But many of those now turning to adoption are not two-parent families like the Murphys.

Adoption agencies have been redefining what makes a family suitable, and this has helped increase the pool of adoptive parents for special-needs children.

"Families are being screened in more than they are being screened out," said Jewel McCliment, director of the Pennsylvania Adoption Exchange, a state office that registers children who have special needs. "Agencies are looking for qualities of whether they are able to parent, rather than qualities that would disqualify them."

For instance, agencies are now more open to older couples adopting because many of the children are older, Seader said.

McCliment said that breaking down the stereotypes of who can adopt has helped.

"There were myths, among both blacks and whites, that you can't have children of your own, you have to be married, you have to own your own home, the child would need his own bedroom," McCliment said.

Those were some of the things Marcia Brown believed when she first considered adopting a child in 1985. Brown was then recently divorced and, at 36, considered herself somewhat old to be adopting. She had been living in her apartment in Philadelphia for only a month when she began classes for potential adoptive parents.

"I expected all that to be a drawback, and it wasn't," said Brown, 41, as Shannon, now 5, played with Brown's mother.

Brown was in bed with the flu when a social worker called her in 1986 to tell her about 11-month-old Shannon.

A kindergarten teacher who had spent years caring for other people's children, Brown was ecstatic. "I think if they had told me she had two heads, that would have been okay."

Brown is now in the process of adopting a second child: a son to keep Shannon company as she grows up.

"Being black, adopted and raised by a single parent brings enough problems," Brown said. "They're going to need each other."

While the need is still tremendous, officials in the adoption community are encouraged by the enthusiasm of such people as Brown, Spurlock and the Murphys.

In 1988 and 1989, for instance, the percentage of minority families registering with the Pennsylvania Adoption Exchange as potential adoptive parents increased 20 percent in each year, McCliment said.

Actual adoptions of children registered with the exchange also rose: from 31 black children in 1985 to 47 last year.

"What we see on the exchange is just a fraction of the total (number of children who are adoptable), but who we see is probably a pretty good picture of what's going on," she said.

New Jersey adoption officials have also noticed an increase.
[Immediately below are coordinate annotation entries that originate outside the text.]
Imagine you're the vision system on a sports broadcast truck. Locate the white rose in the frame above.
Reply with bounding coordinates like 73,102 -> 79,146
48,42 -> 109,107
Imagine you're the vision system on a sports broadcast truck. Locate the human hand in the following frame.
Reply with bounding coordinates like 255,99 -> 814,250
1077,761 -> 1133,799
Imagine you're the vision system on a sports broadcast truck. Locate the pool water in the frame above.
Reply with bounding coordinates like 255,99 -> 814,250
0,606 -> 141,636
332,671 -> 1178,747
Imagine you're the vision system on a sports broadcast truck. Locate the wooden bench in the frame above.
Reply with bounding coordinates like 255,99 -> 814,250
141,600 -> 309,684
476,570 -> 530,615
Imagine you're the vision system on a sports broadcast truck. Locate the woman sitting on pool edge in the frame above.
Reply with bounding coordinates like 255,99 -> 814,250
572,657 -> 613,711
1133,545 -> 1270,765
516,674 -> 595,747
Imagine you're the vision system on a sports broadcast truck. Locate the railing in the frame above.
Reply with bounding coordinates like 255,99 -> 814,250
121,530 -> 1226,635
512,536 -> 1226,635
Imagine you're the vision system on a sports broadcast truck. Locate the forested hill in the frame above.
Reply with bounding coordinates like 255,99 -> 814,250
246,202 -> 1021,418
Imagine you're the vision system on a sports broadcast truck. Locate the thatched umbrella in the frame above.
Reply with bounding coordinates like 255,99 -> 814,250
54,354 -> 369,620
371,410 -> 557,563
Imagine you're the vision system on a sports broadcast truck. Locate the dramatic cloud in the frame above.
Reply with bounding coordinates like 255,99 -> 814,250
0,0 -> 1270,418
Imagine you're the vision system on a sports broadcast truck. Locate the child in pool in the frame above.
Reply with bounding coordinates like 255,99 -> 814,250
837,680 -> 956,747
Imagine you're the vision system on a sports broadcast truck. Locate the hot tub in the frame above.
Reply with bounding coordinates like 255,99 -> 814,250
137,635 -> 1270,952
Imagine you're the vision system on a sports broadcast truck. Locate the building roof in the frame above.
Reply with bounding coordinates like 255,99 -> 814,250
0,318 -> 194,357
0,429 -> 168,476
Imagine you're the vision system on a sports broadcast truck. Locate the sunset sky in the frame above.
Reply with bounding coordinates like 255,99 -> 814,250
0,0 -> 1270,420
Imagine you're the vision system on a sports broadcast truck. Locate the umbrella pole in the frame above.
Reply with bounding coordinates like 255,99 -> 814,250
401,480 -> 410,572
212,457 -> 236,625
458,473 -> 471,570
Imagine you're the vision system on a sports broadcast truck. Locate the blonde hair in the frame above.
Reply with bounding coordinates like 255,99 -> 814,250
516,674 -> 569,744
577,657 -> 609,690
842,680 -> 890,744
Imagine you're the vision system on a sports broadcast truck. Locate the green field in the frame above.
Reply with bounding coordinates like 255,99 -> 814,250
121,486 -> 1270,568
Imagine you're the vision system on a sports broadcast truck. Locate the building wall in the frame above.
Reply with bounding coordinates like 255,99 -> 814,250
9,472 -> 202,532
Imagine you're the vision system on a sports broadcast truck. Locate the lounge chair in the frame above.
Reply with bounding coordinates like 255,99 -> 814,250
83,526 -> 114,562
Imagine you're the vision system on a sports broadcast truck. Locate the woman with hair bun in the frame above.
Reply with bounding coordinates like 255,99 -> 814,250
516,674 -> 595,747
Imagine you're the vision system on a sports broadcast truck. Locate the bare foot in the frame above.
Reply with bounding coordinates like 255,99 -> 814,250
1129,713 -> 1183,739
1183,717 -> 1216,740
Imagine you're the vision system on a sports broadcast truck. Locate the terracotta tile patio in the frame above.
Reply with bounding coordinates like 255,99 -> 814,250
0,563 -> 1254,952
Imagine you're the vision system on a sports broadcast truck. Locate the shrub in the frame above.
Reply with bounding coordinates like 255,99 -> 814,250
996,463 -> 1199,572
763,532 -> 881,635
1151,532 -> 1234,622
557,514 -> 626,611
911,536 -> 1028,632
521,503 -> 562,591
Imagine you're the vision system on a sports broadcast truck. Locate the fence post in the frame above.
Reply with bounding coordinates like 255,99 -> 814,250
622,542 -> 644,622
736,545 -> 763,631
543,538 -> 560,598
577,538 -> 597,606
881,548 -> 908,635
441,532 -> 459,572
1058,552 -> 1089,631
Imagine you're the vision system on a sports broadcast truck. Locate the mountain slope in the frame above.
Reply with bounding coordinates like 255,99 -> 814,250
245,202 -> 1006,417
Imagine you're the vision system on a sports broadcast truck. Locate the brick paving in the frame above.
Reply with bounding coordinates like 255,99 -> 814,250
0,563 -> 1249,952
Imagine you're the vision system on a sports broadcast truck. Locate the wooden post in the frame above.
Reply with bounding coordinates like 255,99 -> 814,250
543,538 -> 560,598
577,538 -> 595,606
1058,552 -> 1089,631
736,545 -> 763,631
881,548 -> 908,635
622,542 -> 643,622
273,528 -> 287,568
Between 1987 and 1989, the number of black children that the state Division of Youth and Family Services placed in permanent homes rose from 297 to 370 -- a jump of 25 percent, while total adoptions grew by only 6 percent.

Mary Lou Sweeney, supervisor of the central office adoption unit, attributes the increase to campaigns to make the community aware that black children need homes as well as the fact that more black children are entering the foster-care system.

One Church, One Child has been especially successful in getting the message to the community.

The state-supported program is based on a concept developed by a Roman Catholic priest in Chicago: Churches help recruit potential adoptive parents by identifying families or individuals "who will say, yes, I want to provide a permanent, loving home for a black child," said Moore, of the Pennsylvania program.

"There is no other institution in the African-American community where people week in and week out gather in such sheer numbers," Moore said. "It is a natural vehicle to identify persons who are interested in adoption. You don't have to go out and look for them or advertise. They come to us.

"We basically say to people that we have to assume responsibility for our youngsters," said Moore, pastor of Tenth Memorial Baptist Church. Since the Pennsylvania program started in June 1988, it has helped place 516 children, he said.